What about Judges 3:1–4? While the land was possessed and was in the hands of the Israelites before Joshua died, some nations were left “to test Israel . . . to find out if they would obey the commandments of the LORD” (Judges 3:1, 4). It was Israel’s disobedience that put the land back into the hands of her enemies. God delivers Israel through Othniel, and then we read, “Then the land had rest forty years” (3:11): Not part of the land, but the land—the land occupied by Israel—had rest.
The New Testament says nothing about there being a need to fulfill the land promises. There is no discussion about a future return to the land. The physical land of Israel has no role to play in the fulfillment of the Abrahamic covenant since the coming of Christ.
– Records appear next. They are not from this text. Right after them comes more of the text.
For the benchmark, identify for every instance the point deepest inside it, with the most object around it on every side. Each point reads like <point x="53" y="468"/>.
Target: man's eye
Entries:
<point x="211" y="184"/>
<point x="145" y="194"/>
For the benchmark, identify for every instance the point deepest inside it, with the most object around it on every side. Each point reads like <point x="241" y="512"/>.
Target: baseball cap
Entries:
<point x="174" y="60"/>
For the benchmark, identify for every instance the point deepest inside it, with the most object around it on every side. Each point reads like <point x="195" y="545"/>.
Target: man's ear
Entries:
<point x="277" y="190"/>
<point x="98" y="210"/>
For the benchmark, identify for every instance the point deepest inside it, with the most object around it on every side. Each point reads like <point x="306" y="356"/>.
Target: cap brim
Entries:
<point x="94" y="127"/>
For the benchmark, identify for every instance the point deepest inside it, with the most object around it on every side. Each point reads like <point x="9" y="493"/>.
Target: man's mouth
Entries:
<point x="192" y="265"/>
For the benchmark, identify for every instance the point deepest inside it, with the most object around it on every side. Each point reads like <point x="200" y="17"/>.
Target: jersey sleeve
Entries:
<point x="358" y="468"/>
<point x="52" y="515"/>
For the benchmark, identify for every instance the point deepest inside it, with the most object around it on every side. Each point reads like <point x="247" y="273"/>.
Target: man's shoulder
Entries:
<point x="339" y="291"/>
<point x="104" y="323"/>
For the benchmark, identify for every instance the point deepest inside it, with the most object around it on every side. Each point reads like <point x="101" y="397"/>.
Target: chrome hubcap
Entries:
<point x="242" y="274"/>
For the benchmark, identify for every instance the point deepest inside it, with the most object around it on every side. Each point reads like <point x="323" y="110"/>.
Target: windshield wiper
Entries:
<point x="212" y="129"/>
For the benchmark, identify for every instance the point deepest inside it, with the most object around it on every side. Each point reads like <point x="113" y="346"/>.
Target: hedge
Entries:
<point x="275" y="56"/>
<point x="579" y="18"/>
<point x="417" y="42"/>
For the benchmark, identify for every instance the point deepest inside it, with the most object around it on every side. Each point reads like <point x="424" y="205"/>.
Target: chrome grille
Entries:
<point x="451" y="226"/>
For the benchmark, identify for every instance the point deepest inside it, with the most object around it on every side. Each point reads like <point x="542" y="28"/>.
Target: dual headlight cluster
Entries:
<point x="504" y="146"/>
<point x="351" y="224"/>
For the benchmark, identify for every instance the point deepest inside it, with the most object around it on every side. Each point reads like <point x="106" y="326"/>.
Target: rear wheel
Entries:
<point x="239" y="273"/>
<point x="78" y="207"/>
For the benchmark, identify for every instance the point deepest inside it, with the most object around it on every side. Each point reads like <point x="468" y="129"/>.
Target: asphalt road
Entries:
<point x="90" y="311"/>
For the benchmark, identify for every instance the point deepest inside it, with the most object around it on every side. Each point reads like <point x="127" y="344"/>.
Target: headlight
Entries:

It’s not surprising therefore that Jewish Christians of the first-century saw nothing covenantally askew with selling their land:
For there was not a needy person among them, for all who were owners of land or houses would sell them and bring the proceeds of the sales, and lay them at the apostles feet; and they would be distributed to each, as any had need (Acts 4:34–35).
Notice that the Bible does not say that they sold their possessions or “their goods,” as dispensational oriented Bible Knowledge Commentary has it. They sold their land and houses. Jesus had told them earlier that the temple would be destroyed and Jerusalem judged within a generation (Matt. 24:1–34). Jesus is the focal point of history not dirt (land), stone (temple) (John 2:19; 3:20–24; Eph. 2:19–22; 1 Peter 2:4–8), or blood (race of people) (John 1:12–13; 1 Pet. 2:9–10). Nothing in the New Testament is said about a return to the land or a rebuilding of the temple. The New Testament only describes the destruction of the temple (Matt. 23:38; 24:2) and indifference to the land (Matt. 28:18–20; Acts 8:1).
A paradigm shift is taking place in eschatology. Millions of Christians are questioning the dispensationalism that they grew up with and followed blindly. Like the reformers of the sixteenth century, they are turning back to the Bible and rejecting prophetic systems for a true biblical methodology; not merely associating missle strikes from Syria into the Golan Heights  as a sign of the “rapture” to come.